Лида обласкала подругу. На ее глазах тоже появились слезы.

— Валя! Успокойся, Валя. Он действительно недостоин твоей любви. Тебе надо преодолеть себя.

— Ты счастливее меня, — сказала Валентина, немного успокоившись. — У вас с Солодом все иначе. Но почему же вы откладываете?

— Ты думаешь, нам безразлично, что происходит с тобой?.. Успеем. Мы не такие уж наивные молодые... Пусть уедет, тогда.

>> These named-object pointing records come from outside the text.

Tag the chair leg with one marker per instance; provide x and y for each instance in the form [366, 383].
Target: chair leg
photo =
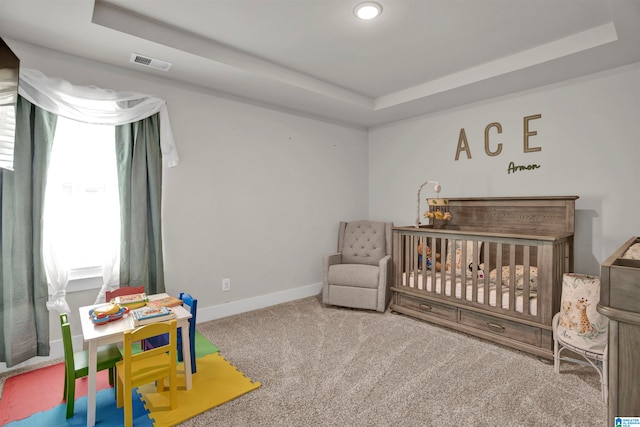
[64, 390]
[71, 396]
[119, 393]
[112, 376]
[128, 406]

Валентина благодарно посмотрела на подругу, а потом неодобрительно покачала головой:

— А может, и мне возле вашего счастья теплее стало бы?..

В воскресенье, проснувшись по привычке рано, Федор застал Валентину за вышиванием. Она склонилась над тем днепровским пейзажем, который уже с неделю лежал в ящике ее туалетного столика. Федор понимал, что увлечение Валентины вышивкой и домашней работой не случайно, что оно имеет свои причины, но говорить с нею об этом не хотел.

У Валентины был неплохой художественный вкус. Она по-своему переработала размеченную на бумаге крестиками картинку. Пейзаж у нее получался не спокойный, безоблачный, а тревожный, бурный. С севера наплывала тяжелая, темная туча, прямо в днепровскую волну ударила молния, а дубы на берегу тянулись зелеными ветвями к воде, будто им не хватало влаги, потому что молния подожгла один дуб, и он окутывал их горячими языками своего пламени. Спасение только там, в воде...

Откуда это и что это значит? Эта загадочная символика напугала Федора. Он вспомнил, как бежала Валентина к заливу в тот день, когда увидела фото Виктора в журнале, как он загородил ей дорогу уже у самой воды.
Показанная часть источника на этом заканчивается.